Scientists are creating "designer" Tregs using chimeric antigen receptor (CAR) technology—the same approach used in revolutionary cancer treatments. These CAR-Tregs can be engineered to specifically target tissues that need protection, such as transplanted organs or joints affected by rheumatoid arthritis 1 .
In cancer, the problem is sometimes too much suppression. Tumors often surround themselves with regulatory T cells that protect them from immune attack. Researchers are developing treatments to temporarily disable Tregs in cancer patients, allowing the immune system to attack the tumor 1 .

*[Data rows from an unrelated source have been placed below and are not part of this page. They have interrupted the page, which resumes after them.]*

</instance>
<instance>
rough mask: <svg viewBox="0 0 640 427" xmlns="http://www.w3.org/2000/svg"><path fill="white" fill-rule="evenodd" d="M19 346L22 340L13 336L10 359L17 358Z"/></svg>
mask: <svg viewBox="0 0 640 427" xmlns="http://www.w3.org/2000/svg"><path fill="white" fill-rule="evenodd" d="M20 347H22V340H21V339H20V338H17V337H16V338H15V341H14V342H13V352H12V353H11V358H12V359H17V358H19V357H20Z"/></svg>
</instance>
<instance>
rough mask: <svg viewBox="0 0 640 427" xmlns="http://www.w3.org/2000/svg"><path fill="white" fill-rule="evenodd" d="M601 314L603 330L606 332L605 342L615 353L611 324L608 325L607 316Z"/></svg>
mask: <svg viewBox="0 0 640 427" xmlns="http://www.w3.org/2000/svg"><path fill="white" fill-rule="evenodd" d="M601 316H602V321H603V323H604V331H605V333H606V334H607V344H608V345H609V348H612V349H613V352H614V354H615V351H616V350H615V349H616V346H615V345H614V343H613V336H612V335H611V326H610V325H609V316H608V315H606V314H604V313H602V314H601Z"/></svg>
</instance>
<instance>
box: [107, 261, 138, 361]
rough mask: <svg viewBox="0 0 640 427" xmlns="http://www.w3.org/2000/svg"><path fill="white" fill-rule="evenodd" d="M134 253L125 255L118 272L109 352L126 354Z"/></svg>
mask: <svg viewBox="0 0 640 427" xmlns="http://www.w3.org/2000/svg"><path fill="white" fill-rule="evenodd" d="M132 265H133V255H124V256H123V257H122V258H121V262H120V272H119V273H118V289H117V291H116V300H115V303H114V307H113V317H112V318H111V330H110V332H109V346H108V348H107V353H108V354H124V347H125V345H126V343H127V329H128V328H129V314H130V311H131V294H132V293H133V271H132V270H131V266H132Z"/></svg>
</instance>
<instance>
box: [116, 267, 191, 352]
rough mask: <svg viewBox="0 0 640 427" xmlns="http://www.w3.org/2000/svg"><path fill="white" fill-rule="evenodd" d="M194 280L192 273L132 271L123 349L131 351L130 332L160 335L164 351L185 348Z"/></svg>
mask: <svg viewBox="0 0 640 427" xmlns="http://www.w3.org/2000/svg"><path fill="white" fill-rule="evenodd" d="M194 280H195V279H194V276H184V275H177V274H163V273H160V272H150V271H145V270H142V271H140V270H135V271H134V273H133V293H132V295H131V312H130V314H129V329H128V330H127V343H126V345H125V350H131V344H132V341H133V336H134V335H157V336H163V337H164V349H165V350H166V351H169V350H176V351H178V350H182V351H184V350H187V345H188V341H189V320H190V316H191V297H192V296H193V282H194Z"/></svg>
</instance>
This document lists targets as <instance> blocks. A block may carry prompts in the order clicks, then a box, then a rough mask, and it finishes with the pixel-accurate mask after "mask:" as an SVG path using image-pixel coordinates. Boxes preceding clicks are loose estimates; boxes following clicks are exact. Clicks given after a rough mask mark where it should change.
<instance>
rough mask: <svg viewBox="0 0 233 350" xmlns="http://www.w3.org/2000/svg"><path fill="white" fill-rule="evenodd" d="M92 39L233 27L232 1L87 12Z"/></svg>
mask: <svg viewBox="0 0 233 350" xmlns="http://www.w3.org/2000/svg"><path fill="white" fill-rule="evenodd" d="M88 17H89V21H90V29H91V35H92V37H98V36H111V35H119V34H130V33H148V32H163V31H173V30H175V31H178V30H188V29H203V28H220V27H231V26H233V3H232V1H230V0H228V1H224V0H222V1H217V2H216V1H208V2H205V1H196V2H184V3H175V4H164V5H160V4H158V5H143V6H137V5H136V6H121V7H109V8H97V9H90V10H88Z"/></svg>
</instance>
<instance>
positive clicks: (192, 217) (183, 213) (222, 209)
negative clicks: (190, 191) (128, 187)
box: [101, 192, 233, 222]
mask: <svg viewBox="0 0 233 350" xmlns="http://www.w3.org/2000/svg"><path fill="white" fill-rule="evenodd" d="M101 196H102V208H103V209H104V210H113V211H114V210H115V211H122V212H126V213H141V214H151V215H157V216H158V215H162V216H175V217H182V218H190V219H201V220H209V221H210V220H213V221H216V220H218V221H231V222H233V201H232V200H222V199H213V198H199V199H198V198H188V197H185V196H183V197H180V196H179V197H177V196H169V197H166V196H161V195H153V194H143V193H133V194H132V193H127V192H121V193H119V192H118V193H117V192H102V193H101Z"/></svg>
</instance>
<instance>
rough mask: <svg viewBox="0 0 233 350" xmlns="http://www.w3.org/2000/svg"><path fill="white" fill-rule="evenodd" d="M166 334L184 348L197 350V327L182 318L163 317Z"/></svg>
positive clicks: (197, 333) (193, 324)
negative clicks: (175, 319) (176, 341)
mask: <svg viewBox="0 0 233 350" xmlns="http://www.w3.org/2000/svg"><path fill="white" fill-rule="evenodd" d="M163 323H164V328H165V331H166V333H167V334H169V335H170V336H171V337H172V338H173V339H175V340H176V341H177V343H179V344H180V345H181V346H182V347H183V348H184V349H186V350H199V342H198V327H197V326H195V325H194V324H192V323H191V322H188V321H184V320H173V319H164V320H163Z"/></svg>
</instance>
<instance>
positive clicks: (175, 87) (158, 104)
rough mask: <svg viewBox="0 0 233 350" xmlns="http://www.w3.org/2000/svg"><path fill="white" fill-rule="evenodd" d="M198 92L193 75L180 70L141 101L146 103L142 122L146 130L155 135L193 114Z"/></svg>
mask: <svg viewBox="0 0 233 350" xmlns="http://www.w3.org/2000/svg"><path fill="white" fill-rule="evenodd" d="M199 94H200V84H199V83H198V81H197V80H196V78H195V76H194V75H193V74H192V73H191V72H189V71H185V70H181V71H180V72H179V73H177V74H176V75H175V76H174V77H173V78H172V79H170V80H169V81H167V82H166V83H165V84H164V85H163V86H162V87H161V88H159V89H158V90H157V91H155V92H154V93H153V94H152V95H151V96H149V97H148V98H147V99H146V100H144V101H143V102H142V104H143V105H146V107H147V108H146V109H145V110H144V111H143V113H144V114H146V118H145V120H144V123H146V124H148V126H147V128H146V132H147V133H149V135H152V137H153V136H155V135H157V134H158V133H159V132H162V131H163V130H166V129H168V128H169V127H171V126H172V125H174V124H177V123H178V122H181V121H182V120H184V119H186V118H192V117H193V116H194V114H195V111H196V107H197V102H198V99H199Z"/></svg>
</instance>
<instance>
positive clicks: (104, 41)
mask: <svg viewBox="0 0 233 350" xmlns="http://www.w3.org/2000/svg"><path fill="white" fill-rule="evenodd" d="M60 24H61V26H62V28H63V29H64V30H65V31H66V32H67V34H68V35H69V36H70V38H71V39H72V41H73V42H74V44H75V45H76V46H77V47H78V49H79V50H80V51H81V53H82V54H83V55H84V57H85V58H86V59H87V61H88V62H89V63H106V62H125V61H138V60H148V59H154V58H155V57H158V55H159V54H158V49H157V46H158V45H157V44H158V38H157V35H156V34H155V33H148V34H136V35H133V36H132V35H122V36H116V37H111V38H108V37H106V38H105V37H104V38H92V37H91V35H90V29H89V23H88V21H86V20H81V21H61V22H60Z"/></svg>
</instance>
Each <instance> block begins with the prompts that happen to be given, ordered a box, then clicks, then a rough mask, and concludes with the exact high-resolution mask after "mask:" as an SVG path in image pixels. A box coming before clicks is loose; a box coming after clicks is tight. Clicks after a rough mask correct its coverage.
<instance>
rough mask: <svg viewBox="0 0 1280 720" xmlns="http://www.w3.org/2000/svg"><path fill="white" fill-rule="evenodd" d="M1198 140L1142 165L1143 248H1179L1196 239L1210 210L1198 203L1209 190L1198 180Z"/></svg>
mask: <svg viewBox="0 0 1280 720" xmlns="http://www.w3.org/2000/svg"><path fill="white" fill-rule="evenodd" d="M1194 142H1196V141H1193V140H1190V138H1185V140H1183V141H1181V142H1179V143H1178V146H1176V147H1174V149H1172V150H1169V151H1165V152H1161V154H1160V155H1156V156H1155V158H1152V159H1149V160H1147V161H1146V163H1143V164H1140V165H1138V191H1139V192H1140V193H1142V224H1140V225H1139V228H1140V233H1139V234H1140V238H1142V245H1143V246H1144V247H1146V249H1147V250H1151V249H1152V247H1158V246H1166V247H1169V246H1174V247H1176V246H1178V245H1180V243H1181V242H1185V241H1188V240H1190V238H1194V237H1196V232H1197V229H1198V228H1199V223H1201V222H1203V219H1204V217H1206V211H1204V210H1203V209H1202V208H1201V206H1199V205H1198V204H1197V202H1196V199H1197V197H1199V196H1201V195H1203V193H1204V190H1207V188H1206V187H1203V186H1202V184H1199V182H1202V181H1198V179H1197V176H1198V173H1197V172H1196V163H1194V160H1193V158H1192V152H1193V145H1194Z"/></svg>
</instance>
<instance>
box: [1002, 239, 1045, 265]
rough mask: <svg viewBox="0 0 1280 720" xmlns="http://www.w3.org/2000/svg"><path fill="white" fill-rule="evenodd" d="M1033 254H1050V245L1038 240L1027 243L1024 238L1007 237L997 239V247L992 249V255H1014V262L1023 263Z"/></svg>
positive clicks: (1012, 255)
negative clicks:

The work of Brunkow, Ramsdell, and Sakaguchi has fundamentally changed how we view the immune system. We now understand that immunity isn't just about unleashing powerful attacks against invaders—it's about maintaining a delicate balance between defense and self-tolerance.
As Adrian Liston, an immunologist at the University of Cambridge, explains: "It has one key brake, which is the regulatory T cell, and that means that we can shut the immune system down much faster than we would otherwise. It's quite a profound conceptual shift" 4 .
The discovery of regulatory T cells represents one of those rare scientific advances that simultaneously answers fundamental biological questions while opening new therapeutic pathways. From explaining why we don't all develop autoimmune diseases to offering new hope for treating conditions ranging from diabetes to cancer, these cellular peacekeepers have truly revolutionized our understanding of health and disease.